IO, CLAUDIO – IL DIVO CLAUDIO

di Robert Graves

Due romanzi su Claudio, il quarto Imperatore di Roma, prima e dopo la sua ascesa al potere. Uno stile piano, intimista, ma ricco di anedotti e curiosità interessanti (divertenti, amene, licenziose... o rimarchevoli per crudeltà e depravazione), che ci raccontano la Storia in modo un po' diverso dal solito, permettendoci di amarla di più e di comprenderla meglio. E' romanzata, eppure non sa di vacuo intrattenimento, e non tanto per l'erudizione del suo autore (che peraltro ce la offre in maniera leggera e talvolta giocosa, soffermandosi in particolare su intrighi e complotti, ma anche su gustosi pettegolezzi), quanto piuttosto per la sensibilità con cui viene delineata la discussa figura di Claudio, il nostro io narrante, che qui, prima di tutto, ci appare profondamente umana: un amico che è splendido ritrovare e di cui è possibile fidarsi. E a cui sarebbe bello, magari, poter chiedere consiglio.

Al Ginnasio l'avevamo liquidato come un personaggio storico non particolarmente carismatico: né buono né cattivo, né pazzo (e considerando che il suo governo divide Caligola da Nerone, non è cosa trascurabile), ma poco di più. Per giunta zoppo, malaticcio, balbuziente... Qui, invece, emerge un uomo pieno di fascino, se pur dimesso, cui ci si affeziona con facilità, e che brilla per prudenza, saggezza, ingenuità, intelligenza e buone intenzioni.
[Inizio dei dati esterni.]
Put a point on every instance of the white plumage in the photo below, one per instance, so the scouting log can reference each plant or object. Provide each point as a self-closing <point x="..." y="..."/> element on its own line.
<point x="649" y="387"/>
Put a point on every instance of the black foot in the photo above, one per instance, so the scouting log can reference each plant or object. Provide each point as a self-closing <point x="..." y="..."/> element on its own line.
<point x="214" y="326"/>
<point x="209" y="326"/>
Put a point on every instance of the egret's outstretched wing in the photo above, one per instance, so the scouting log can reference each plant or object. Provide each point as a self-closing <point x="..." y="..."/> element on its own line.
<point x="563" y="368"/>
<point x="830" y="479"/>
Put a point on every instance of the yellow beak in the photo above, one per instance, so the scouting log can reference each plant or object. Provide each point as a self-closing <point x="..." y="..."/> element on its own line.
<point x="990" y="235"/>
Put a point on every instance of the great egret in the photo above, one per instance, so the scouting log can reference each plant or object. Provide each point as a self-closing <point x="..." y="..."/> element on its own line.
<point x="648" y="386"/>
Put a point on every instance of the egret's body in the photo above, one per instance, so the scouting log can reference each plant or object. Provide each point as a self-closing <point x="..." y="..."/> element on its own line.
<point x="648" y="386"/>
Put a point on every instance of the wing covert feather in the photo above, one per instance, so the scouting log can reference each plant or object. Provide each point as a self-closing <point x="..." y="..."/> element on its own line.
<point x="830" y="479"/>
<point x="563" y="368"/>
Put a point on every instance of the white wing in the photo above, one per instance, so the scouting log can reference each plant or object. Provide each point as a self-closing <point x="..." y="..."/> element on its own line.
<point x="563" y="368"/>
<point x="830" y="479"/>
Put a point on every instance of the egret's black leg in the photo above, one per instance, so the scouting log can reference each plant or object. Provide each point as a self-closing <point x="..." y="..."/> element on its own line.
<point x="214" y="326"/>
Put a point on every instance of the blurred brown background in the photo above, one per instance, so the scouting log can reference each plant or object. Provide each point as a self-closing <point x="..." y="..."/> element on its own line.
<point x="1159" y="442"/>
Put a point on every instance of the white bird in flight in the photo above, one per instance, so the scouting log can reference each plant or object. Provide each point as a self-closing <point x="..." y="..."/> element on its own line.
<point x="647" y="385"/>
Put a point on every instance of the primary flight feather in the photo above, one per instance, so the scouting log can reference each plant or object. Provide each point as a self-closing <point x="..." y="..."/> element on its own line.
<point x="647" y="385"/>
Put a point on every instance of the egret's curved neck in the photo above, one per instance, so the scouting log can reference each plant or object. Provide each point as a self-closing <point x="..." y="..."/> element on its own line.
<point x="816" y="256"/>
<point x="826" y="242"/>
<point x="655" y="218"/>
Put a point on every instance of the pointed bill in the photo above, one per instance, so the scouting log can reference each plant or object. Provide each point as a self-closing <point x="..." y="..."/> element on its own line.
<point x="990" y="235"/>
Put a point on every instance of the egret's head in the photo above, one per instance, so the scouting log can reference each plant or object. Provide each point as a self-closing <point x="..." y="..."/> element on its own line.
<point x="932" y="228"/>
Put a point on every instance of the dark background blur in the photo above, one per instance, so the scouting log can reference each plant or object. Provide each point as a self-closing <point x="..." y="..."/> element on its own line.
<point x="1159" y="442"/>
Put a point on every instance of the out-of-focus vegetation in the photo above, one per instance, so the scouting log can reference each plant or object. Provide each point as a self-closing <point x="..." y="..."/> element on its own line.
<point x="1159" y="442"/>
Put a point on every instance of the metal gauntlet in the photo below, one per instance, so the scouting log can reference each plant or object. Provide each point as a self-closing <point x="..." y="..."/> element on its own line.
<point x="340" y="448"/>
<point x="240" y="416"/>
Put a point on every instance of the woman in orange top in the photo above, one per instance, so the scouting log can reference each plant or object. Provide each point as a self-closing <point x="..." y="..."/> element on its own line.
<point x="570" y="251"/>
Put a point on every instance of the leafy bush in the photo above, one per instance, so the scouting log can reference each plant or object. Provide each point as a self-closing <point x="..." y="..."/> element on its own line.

Ha uno sguardo acuto, ama i suoi libri, e porta le cicatrici di molte sofferenze su di sé. Non è nato per il potere, né vorrebbe detenerlo, ma vi si adegua, ed avendo un gran senso di responsabilità si impegna a fare meglio che può, superando i suoi limiti, dopo che, per anni, è riuscito a sopravvivere celandosi nell'ombra.

I due romanzi sono di pari bellezza, di eguale forza, ma io ho preferito il primo, probabilmente perché copre un periodo di tempo maggiore (dall'omicidio di Cesare all'incoronazione di Claudio) ed è più denso di avvenimenti “succulenti” (delitti e follia)... Inoltre, per forza di cose, ha una fine più lieta.

In nessuno dei due mancano angosce e dolori, e ci viene presentata una selva di personaggi, specie nel primo, che ci colpiranno per motivi differenti, ma che quasi sempre terranno comportamenti censurabili e ci impressioneranno per malvagità (non solo Caligola) o ribalderia. In certe pagine si sentono la paura e l'odore del sangue, ma in altre trapelano l'ironia e l'ammirazione per popoli, persone, usanze...

Per chi ama l'Antica Roma o la buona scrittura.